L.A.’s con took on a more political bent this year. Will that theme carry over to New York?

Drag inherently is political because it really challenges the ego-driven society which we live in, which sort of forces us to choose an identity at 14 years old and stick with it for the rest of our lives. Drag says, "No, I’m a shapeshifter. I’m going to do whatever I feel throughout the day." Politically, that is outrageous.

Have you found that the show has liberated some older viewers to find drag or to challenge identity more?

I’m sure it has. But it’s so difficult to get people more fixed in their way to become flexible. Because it gets to a point in one’s life where if you have never moved that muscle, it ain’t never going to move [laughs]. But I would hope so!

Our show is really about the tenacity of the human spirit and how these different kids from all over the United States have prevailed and blossomed in their own light. They have found their own light. And that is sometimes up against not only society, but sometimes their own families — their mothers and fathers — but they have found a family in “Drag Race” and in our community of people who think similarly. This is not just gay, and not just drag, but people who follow the Bohemian creed, which is love and beauty and laughter and joy. And that was my experience coming up in New York. I wasn’t just around gay people, I was around Bohemian people who thought outside the box.

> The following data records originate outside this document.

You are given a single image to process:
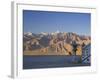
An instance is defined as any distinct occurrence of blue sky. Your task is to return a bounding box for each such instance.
[23,10,91,35]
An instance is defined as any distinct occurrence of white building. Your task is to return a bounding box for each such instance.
[82,44,91,63]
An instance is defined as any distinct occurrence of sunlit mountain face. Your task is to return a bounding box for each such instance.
[23,30,91,55]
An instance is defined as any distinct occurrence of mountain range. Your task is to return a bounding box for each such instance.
[23,31,91,55]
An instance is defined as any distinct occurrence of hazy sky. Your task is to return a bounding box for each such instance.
[23,10,91,35]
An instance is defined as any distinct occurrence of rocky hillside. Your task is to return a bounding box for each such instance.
[23,32,91,55]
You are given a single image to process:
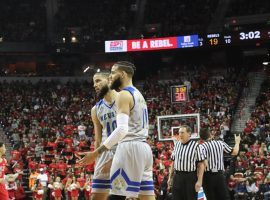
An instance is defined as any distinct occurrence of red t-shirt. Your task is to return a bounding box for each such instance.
[28,160,37,169]
[11,150,21,160]
[77,178,86,187]
[64,138,73,146]
[0,158,9,200]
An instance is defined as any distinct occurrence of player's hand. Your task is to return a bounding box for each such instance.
[100,158,112,174]
[77,151,96,165]
[195,181,202,192]
[234,135,241,144]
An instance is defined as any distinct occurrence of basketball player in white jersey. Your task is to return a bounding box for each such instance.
[91,72,117,200]
[79,61,155,200]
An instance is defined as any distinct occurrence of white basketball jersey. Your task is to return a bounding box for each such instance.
[120,86,149,142]
[96,99,117,143]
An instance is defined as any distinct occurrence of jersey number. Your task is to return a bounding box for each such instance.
[143,108,148,128]
[107,120,117,137]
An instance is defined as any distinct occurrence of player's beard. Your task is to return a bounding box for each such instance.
[97,85,109,99]
[110,77,122,91]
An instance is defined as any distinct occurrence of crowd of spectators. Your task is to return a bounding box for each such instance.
[0,65,260,199]
[0,0,270,42]
[229,80,270,199]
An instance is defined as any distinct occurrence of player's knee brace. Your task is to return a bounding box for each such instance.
[108,195,126,200]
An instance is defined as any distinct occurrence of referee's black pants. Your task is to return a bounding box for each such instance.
[203,171,230,200]
[172,171,198,200]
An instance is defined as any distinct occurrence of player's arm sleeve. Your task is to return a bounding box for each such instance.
[91,106,102,149]
[103,91,133,149]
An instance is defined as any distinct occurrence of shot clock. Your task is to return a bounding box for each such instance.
[239,31,261,40]
[171,85,189,103]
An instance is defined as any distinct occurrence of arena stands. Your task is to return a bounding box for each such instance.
[1,64,247,198]
[229,79,270,199]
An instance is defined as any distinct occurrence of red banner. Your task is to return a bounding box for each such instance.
[127,37,177,51]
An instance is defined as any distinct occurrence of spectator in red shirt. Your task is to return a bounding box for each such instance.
[77,172,86,199]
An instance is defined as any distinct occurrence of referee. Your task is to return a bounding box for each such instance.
[168,125,206,200]
[200,128,240,200]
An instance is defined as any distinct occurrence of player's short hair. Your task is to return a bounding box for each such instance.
[94,69,111,77]
[200,127,210,140]
[115,61,136,77]
[180,125,192,133]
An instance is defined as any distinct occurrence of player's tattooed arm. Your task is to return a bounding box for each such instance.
[97,145,108,155]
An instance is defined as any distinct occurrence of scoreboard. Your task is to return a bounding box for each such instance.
[105,28,270,53]
[171,85,189,103]
[198,29,270,47]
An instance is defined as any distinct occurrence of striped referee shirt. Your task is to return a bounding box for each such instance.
[171,140,206,172]
[201,140,233,171]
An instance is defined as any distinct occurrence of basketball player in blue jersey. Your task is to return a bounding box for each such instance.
[79,61,155,200]
[91,72,117,200]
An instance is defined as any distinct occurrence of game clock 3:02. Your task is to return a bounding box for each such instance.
[239,31,261,40]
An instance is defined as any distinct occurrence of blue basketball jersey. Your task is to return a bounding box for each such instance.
[120,86,149,142]
[96,99,117,143]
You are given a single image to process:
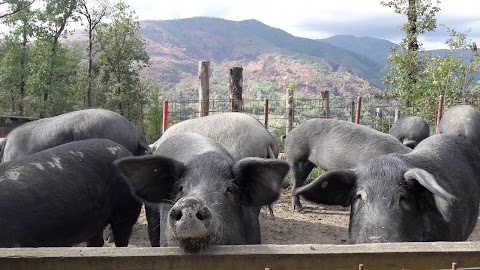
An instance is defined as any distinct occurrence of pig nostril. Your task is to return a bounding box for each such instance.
[170,211,183,221]
[196,208,211,221]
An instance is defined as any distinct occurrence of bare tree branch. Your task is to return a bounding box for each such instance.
[0,0,36,19]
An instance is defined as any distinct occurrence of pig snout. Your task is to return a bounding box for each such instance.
[169,197,213,239]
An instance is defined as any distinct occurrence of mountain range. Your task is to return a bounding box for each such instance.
[140,17,402,100]
[90,17,464,100]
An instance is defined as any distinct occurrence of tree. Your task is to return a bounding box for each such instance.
[0,0,35,19]
[380,0,440,109]
[96,1,149,122]
[0,0,36,115]
[77,0,110,108]
[382,0,480,126]
[32,0,78,117]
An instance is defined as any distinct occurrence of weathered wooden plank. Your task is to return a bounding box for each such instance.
[0,242,480,270]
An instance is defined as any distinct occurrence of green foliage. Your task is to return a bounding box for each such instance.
[92,1,149,126]
[381,0,480,126]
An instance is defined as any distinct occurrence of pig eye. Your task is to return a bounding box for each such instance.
[353,190,367,201]
[398,194,412,210]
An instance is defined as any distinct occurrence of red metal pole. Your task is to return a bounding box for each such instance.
[355,97,362,124]
[162,100,168,132]
[263,98,268,128]
[435,95,445,134]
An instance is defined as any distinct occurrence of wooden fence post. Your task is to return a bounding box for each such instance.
[435,95,445,134]
[320,91,330,118]
[285,84,294,135]
[355,97,362,124]
[263,98,268,128]
[375,108,383,132]
[198,61,210,117]
[229,67,243,112]
[395,108,400,122]
[162,100,168,132]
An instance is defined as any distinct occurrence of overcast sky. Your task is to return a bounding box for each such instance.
[120,0,480,49]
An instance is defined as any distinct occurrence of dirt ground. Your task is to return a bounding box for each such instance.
[120,188,480,247]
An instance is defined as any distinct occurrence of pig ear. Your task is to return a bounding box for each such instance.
[404,168,455,221]
[292,170,357,206]
[232,157,290,206]
[114,156,185,203]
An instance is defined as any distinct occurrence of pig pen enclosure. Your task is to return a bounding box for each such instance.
[0,95,480,270]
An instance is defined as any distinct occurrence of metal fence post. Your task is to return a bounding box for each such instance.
[198,61,210,117]
[162,100,168,132]
[229,67,243,112]
[435,95,444,134]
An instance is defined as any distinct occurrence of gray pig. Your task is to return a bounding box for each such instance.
[389,116,430,149]
[145,112,278,246]
[115,132,289,251]
[438,105,480,150]
[2,109,150,161]
[152,112,278,160]
[285,119,411,210]
[0,139,141,247]
[293,135,480,244]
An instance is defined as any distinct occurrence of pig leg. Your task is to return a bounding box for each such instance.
[87,230,104,247]
[292,160,315,211]
[145,204,160,247]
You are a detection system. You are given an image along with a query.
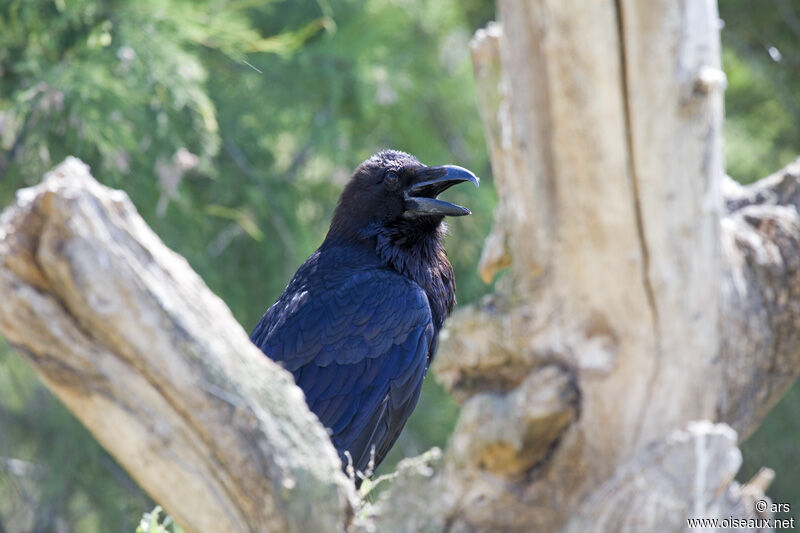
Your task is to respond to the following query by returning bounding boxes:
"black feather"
[251,151,472,482]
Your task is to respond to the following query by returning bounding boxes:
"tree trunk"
[0,0,800,532]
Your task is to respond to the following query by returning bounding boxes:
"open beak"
[406,165,480,217]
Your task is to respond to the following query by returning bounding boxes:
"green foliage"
[136,505,183,533]
[0,0,496,532]
[720,0,800,510]
[0,0,800,533]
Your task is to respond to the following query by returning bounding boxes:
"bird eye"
[383,170,397,187]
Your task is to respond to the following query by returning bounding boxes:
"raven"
[250,150,478,486]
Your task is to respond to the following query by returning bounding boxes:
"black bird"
[250,150,478,485]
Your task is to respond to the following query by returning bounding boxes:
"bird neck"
[361,219,456,330]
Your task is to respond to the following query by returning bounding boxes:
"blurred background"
[0,0,800,533]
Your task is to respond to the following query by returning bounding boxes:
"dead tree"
[0,0,800,532]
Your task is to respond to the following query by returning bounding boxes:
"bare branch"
[718,160,800,438]
[0,159,354,532]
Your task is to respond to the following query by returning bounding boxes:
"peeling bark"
[0,159,355,532]
[0,0,800,533]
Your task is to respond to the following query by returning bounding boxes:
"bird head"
[329,150,479,241]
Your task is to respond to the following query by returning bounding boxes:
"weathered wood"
[0,159,354,532]
[717,160,800,437]
[376,0,780,532]
[0,0,800,533]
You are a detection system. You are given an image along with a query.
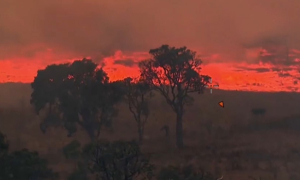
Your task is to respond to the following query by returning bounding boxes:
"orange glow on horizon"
[0,51,300,92]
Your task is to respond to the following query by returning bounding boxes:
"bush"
[157,165,217,180]
[63,140,81,159]
[83,141,153,180]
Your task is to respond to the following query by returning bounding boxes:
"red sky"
[0,0,300,92]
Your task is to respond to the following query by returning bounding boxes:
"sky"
[0,0,300,92]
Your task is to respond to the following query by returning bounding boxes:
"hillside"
[0,83,300,179]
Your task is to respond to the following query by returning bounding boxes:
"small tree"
[31,59,122,140]
[84,141,153,180]
[124,78,152,143]
[140,45,210,147]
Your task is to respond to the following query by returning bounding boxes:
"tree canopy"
[31,59,122,140]
[140,45,210,147]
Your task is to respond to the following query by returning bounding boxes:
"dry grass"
[0,84,300,180]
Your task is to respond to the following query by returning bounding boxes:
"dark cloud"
[0,0,300,62]
[272,67,293,72]
[114,59,137,67]
[236,67,270,73]
[278,72,293,77]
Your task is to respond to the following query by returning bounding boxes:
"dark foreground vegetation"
[0,46,300,180]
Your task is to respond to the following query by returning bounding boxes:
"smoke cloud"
[0,0,300,64]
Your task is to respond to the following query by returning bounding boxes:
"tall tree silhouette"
[140,45,210,148]
[124,78,152,143]
[31,59,122,140]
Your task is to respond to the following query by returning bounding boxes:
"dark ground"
[0,84,300,180]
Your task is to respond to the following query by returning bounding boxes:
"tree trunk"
[176,110,184,148]
[138,122,144,144]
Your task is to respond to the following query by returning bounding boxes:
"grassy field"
[0,83,300,180]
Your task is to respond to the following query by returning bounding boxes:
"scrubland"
[0,83,300,180]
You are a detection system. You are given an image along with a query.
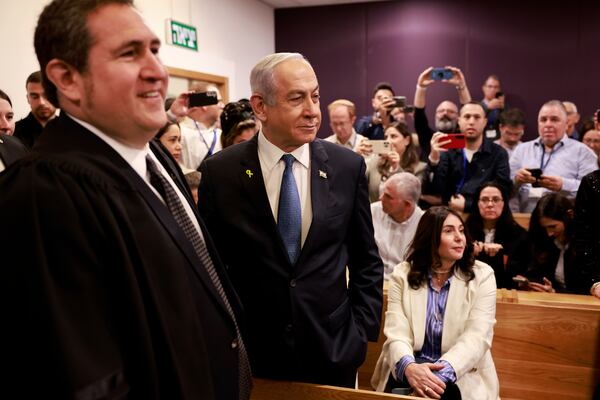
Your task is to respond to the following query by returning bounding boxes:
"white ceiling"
[259,0,381,8]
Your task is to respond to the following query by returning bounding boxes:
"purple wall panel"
[275,0,600,138]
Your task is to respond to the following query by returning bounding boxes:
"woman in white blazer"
[371,207,499,400]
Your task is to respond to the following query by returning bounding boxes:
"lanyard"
[194,121,217,156]
[540,141,564,171]
[456,149,467,194]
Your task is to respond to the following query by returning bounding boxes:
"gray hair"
[385,172,421,203]
[250,53,308,106]
[540,100,569,118]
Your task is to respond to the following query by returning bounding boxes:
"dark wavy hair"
[221,99,256,148]
[378,122,419,176]
[0,90,12,107]
[465,181,518,241]
[33,0,133,107]
[529,193,575,260]
[407,206,475,290]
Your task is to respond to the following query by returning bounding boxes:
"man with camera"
[510,100,598,213]
[168,84,225,169]
[414,66,471,159]
[356,82,404,140]
[428,102,511,212]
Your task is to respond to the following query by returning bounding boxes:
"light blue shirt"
[509,135,598,213]
[396,272,456,383]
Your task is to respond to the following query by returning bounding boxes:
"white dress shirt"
[67,114,204,240]
[258,130,312,246]
[179,118,223,170]
[554,239,569,289]
[371,201,424,279]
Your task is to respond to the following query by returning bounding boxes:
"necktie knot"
[281,154,296,169]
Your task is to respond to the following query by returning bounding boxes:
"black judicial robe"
[0,113,241,400]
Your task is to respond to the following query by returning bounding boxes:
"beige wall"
[0,0,275,118]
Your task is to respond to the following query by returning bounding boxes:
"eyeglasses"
[479,197,503,205]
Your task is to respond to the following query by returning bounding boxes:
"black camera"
[431,68,454,81]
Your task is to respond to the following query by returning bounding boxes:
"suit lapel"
[442,271,469,353]
[240,135,293,277]
[38,113,233,313]
[235,135,279,223]
[298,140,331,265]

Do you find bringing Drag Con to New York as something of a homecoming?

Absolutely. I still live in New York, too. I spend most of my time out here in California, but a lot of the identity that made New York so beautiful, which is that tapestry of different cultures has kind of faded, because you have to be a millionaire to live in New York. So, we’re coming to New York to remind her who she really is.